The China-brokered thaw between Saudi Arabia and Iran in Beijing on Friday has all the exciting and intriguing features of realpolitik. It was played out on a low key. The Sunni Saudis and Shi’ite Iranians were represented by security officials, who were high but not high enough in the political hierarchy of their respective countries.
Saudi Arabia’s national security adviser Musaed bin Mohammed al-Aiban and Iran’s secretary to the Supreme National Security Council Ali Shamkhani signed a tripartite agreement along with China’s Wang Yi, the former foreign minister who is now politically elevated in the Communist Party and in the government. The talks were held secretly for five days from March 6 to March 10.
Saudi-Iran: Differences Galore
The announcement was limited in nature: restoration of diplomatic relations, setting up of embassies and exchange of ambassadors. This is to be achieved by the foreign ministers of the two countries in a time-frame of less than two months. The joint statement issued by the three acknowledged the role played by Oman and Iraq in hosting talks between Riyadh and Tehran.
So, it is not a surprise as the Friday announcement seemed to be. It was being worked out. And it made sense that the two big countries in West Asia/Middle East should be sorting out their issues because despite their differing worldviews and economic strengths and international influence, and on these three accounts Iran is seen as a formidable player, the issue on which they broke their diplomatic ties in 2016 was an embarrassingly small one in strategic terms.
Saudi Arabia had executed a Shia cleric and protestors in Iran stormed the Saudi diplomatic offices in Tehran. The two governments should have handled it with greater restraint. If it had been over major differences, and there are quite many between the two, including Iran’s support for Houthi rebels in Yemen, for the Hezbollah faction in Lebanon, its backing of Bashar al-Asad government in Syria, and the barely-concealed role Tehran plays in supporting the Shi’ite political parties in Iraq. Israel and the US oppose Hezbollah and Assad vehemently, and the US has been working unsuccessfully for a regime change in Damascus.
On Talking Terms, But
Saudi Arabia and Iran would continue to be rivals in West Asia because Saudi Arabia considers itself the leader of the Arab countries in the Gulf and in North Africa because of the prestige it enjoys as home of Islam’s sacred places, Makka and Madina, apart from its economic clout derived from the largest oil resources in the world.

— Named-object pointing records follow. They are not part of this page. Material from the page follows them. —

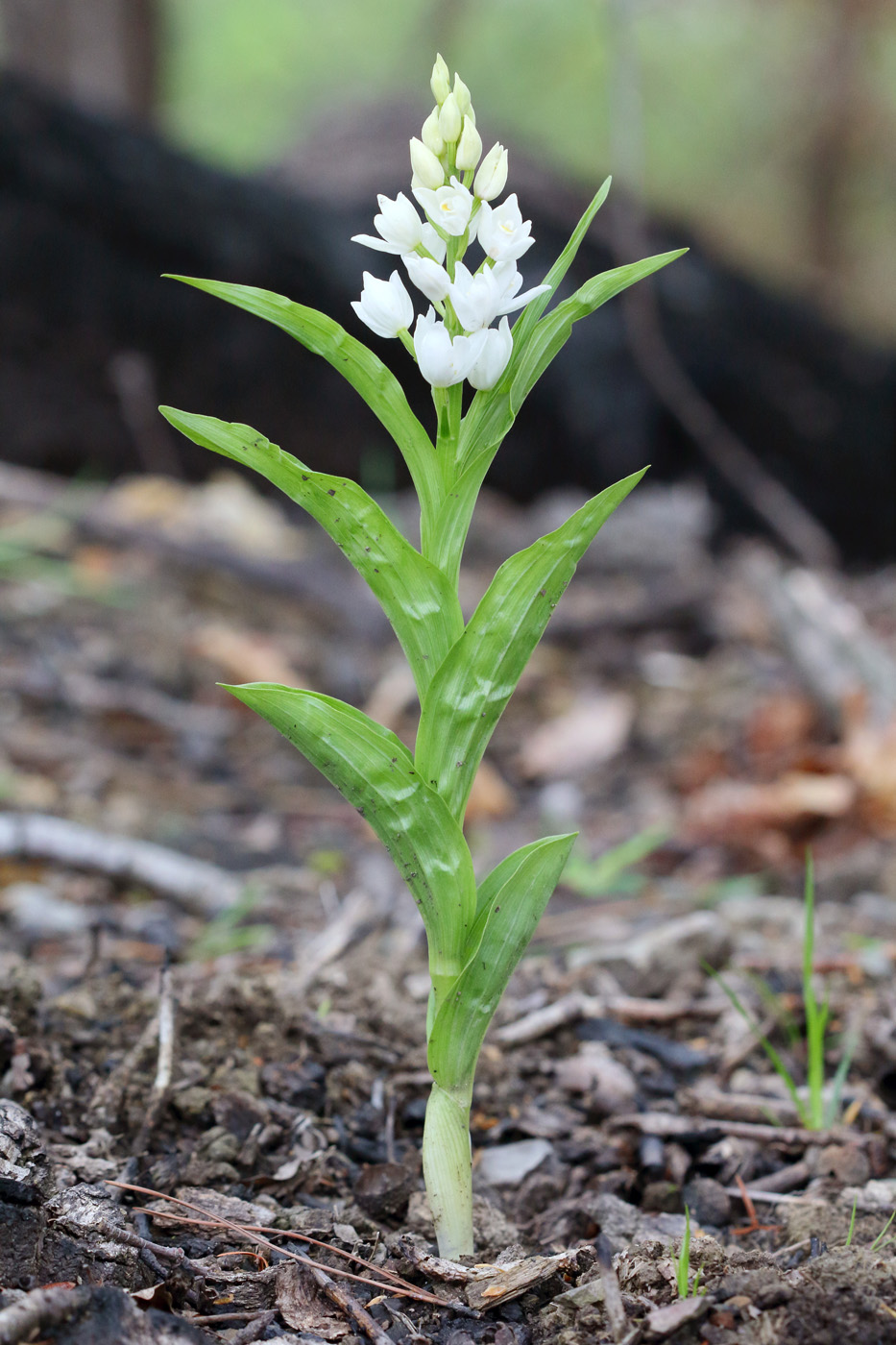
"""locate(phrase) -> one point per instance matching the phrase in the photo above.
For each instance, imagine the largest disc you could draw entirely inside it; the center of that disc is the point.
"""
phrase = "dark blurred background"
(249, 141)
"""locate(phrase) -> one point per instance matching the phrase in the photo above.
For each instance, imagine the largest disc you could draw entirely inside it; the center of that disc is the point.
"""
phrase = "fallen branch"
(255, 1235)
(668, 1127)
(40, 1310)
(164, 1068)
(193, 883)
(576, 1006)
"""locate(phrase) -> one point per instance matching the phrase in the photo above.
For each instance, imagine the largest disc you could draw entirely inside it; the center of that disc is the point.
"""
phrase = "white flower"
(479, 299)
(433, 242)
(449, 208)
(469, 147)
(428, 276)
(502, 232)
(475, 299)
(509, 281)
(399, 225)
(444, 362)
(449, 120)
(440, 80)
(429, 134)
(425, 165)
(493, 174)
(494, 356)
(385, 306)
(462, 94)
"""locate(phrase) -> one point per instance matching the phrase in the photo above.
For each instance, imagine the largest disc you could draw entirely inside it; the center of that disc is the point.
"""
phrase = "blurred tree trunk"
(845, 33)
(103, 54)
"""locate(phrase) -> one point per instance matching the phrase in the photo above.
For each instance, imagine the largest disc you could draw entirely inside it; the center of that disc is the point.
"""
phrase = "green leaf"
(532, 312)
(356, 363)
(373, 770)
(510, 904)
(490, 406)
(493, 413)
(478, 676)
(553, 331)
(417, 599)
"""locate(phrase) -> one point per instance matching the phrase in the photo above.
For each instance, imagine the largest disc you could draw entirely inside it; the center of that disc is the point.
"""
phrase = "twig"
(254, 1235)
(754, 1226)
(143, 1244)
(39, 1310)
(258, 1324)
(401, 1284)
(107, 1099)
(614, 1305)
(164, 1068)
(576, 1006)
(194, 883)
(335, 1293)
(668, 1126)
(790, 522)
(826, 638)
(751, 1107)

Iran’s claims to leadership is based on its sophisticated Islamic past as an intellectual leader and its strategic location, bordering the Arabian/Persian Gulf on its southern flank and the Central Asian republics and Russia in the north. However, neither Saudi Arabia nor Iran are the undisputed leaders in the region.
The 22-country Arab League is quite fractious and they pull in different directions. Iran is big but not big enough to lead a hypothetical Islamic bloc because of the sheer diversity of the Muslims countries spread from Malaysia and Indonesia in south-east Asia, Bangladesh and Pakistan in south Asia, and Egypt, Tunisia, Algeria and Morocco in north Africa.

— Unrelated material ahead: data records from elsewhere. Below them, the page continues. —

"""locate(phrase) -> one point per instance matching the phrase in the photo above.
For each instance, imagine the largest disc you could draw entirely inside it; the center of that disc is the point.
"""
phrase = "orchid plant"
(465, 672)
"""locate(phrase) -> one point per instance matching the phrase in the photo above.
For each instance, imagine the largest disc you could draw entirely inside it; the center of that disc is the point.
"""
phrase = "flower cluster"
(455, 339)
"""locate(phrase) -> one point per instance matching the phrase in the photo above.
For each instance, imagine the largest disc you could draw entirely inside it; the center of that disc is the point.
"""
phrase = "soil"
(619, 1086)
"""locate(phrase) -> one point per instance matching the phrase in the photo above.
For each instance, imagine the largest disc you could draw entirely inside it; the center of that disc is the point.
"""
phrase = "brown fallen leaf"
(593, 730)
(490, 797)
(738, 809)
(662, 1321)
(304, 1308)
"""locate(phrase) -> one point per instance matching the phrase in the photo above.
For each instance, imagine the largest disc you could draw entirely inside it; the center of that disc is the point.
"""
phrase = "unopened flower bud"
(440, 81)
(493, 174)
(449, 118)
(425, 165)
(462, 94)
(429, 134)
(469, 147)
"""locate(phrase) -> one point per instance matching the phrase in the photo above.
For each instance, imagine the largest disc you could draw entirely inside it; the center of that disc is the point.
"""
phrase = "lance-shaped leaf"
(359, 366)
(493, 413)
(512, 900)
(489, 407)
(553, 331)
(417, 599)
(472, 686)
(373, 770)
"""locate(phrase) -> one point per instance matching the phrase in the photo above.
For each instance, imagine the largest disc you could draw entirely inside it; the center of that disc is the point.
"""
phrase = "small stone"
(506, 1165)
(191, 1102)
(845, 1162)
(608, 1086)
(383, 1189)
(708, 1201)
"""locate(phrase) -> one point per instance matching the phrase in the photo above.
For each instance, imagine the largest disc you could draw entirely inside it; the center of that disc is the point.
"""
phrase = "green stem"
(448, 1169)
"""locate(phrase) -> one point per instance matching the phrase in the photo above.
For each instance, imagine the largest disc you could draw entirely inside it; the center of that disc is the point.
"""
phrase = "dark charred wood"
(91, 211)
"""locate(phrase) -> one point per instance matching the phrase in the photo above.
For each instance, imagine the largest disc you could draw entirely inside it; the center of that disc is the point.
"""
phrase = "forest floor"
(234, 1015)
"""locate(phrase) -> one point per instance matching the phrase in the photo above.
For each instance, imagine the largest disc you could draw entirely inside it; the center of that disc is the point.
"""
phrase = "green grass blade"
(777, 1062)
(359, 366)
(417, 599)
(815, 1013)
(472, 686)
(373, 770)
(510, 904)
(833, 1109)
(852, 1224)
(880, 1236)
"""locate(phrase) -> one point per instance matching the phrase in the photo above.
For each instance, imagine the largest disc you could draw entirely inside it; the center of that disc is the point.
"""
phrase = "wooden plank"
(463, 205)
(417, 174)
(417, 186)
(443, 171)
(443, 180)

The Organisation of Islamic Cooperation (OIC) is a loose association without political and strategic power. The OIC does not have the cohesion of either the European Union (EU) or that of NATO.
Tripartite Power Rivalry
The regional scenario is complicated by the presence of Israel, and the American strategic and economic interests in the Gulf countries. The Americans have brought Israel into the Gulf Arab orbit through what is known as Abrahamic Accords, as the United Arab Emirates and Bahrain set up diplomatic relations with Israel.
Arab and Muslim countries have been united by an instinctive opposition to Israel, which is still seen as an intruder in the Arab world in the form of the Jewish state. Saudi Arabia is not part of the Arab-Israeli détente. Iran, ever since the 1979 Khomeini revolution, has set itself up as the ideological opponent of the Jewish state.

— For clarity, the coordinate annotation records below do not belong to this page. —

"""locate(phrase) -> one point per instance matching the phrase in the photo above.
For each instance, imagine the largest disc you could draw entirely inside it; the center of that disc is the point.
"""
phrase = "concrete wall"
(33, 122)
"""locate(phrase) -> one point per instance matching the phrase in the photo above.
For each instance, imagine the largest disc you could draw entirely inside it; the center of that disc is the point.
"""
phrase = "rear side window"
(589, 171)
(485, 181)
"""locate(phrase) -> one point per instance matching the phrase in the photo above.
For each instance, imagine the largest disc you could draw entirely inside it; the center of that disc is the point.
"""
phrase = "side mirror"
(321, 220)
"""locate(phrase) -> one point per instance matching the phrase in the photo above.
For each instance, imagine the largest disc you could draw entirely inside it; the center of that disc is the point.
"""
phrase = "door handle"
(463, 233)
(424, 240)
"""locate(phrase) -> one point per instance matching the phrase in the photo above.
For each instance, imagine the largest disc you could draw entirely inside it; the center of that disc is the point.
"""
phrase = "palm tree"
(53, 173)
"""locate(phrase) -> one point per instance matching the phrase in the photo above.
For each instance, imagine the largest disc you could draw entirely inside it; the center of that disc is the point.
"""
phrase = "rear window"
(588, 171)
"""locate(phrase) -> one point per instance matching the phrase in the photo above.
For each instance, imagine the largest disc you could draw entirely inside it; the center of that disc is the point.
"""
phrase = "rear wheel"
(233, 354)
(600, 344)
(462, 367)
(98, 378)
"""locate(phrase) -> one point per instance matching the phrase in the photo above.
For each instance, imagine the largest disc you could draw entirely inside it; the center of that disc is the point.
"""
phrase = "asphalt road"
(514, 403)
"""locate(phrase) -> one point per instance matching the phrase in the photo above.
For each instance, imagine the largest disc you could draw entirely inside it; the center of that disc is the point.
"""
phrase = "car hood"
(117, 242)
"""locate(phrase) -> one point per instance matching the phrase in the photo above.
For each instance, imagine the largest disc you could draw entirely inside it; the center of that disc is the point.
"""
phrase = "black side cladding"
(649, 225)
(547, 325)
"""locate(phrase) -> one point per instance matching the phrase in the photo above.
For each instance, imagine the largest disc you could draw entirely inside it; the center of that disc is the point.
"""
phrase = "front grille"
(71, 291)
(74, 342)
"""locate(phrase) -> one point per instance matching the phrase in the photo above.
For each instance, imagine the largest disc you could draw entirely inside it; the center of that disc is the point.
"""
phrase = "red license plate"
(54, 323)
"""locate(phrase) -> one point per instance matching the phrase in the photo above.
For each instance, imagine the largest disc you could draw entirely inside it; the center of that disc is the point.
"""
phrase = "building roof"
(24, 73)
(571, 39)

The thaw effected in Beijing between Saudi Arabia and Iran will not change much the strategic and ideological tensions in the region though Saudi Arabia and Israel are opposed to Iran’s nuclear programme because they suspect that it will lead to Tehran getting an atomic bomb, which would be a security threat to Israel and Iran’s claims to be a leader in the region will grow hugely.
China’s New Role
What has come as a surprise is the mediatory role played by China. This is the first time it has ever taken upon itself the onerous task, which has usually been performed by the big and small countries of Europe and by the Big Brother in international politics, the United States.
The world’s focus has been on the tightening of power in the hands of Xi Jinping, who has got an unprecedented third term as the general secretary of the Chinese Communist Party and as president of the country and as the chairman of the Central Military Commission. And what kept the China-watchers busy was the economic blues of the second largest economy with its decelerated growth rate.
The Americans have already played down the significance of the Beijing agreement. But they too know that Xi’s China is redefining its role in international affairs, and it is of far greater significance than Mao’s China.
Parsa Venkateshwar Rao Jr is a New Delhi-based journalist. Views are personal and do not represent the stand of this publication.